Another company, a friend of mine works for and has spoken with there HR manager about me.  I had followed up at the beginning of last week and she said that yes they are hiring again and she will call me by the end up the week, again....nothing.  Tried to call this morning, and voicemail.

Over and over again I am seeing people that have much less patient care experience,or passion for EMS then I do and are getting hired.  I dropped off a resume to every private ambulance company in the area and for some of them, I cant even get anything but a voicemail to follow up with.  I almost feel like Im standing in a crowded room screaming "hey look at me!!" and no one seems to notice.  

So to make a long question longer, does anyone have any tips for me, or ideas of if I am doing something wrong? I would love to hear!!!


----------



## Anjel (Jan 25, 2012)

How are your interview skills? What does your resume look like. Do you have open availability? Are you looking for full time? Usually you have to start part time or contingent and work your way up. 

I dropped off an app at a private company in your area last Tuesday and was hired yesterday. 

I know a lot of companies hiring right now. Send an email after you drop off an app if you can't get through. 

Are your professionally dressed when you go in?

Where did you go to school?

Any extra certs you have? 

That has to be some reason people aren't giving you the time of day. I haven't had any issues finding a job as a basic, and neither have anyone I know.


----------



## Medic Tim (Jan 25, 2012)

show them that you want the job. call every day until you get through, email, put in actual facetime.

the reason less experienced people are getting hired before you is because they are probable doing the leg work and not just submitting an app and then waiting. or they saw something they didn't like.


----------



## aczimmer (Jan 25, 2012)

*Answers*

How are your interview skills? 
As far as I know my interview skills are very good, I never say Um or have to think about my answers and I am very careful not to give "canned responses."

What does your resume look like. Do you have open availability?

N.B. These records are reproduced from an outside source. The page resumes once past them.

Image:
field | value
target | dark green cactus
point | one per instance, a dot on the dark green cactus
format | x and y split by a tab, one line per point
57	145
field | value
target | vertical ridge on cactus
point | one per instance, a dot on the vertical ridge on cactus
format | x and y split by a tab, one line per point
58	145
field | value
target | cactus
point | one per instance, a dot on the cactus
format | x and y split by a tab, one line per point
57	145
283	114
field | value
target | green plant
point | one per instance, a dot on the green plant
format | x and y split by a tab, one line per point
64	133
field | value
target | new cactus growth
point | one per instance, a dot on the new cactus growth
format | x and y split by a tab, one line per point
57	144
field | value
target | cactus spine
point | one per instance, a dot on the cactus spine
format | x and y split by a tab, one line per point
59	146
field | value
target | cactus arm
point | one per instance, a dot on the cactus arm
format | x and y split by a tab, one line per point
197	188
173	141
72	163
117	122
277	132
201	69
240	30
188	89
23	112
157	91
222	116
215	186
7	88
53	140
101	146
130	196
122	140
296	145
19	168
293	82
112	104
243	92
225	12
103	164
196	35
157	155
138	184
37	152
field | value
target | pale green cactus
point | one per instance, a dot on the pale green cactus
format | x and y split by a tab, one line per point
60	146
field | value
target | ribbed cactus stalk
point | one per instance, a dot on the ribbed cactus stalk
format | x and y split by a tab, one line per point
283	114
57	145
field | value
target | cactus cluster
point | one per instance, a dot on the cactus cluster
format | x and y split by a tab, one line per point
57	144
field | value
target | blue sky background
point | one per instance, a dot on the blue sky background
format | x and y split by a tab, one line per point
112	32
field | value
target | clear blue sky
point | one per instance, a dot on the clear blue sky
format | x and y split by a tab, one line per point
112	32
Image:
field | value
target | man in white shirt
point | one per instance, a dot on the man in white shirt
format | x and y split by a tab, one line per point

Are you looking for full time? Usually you have to start part time or contingent and work your way up. 

I have a very professional resume, that has been changed and fixed by someone that does that for a living at my school.  My availability is open except for the 2 days a week I have class, and one of those days I can work after. I let them know that I can do part time or full time, whatever is available. When I go to my interviews I am always professionaly dressed and atleast 15 minutes early.  

I have a bachelors from Arizona State and go to Medic school at Schoolcraft. 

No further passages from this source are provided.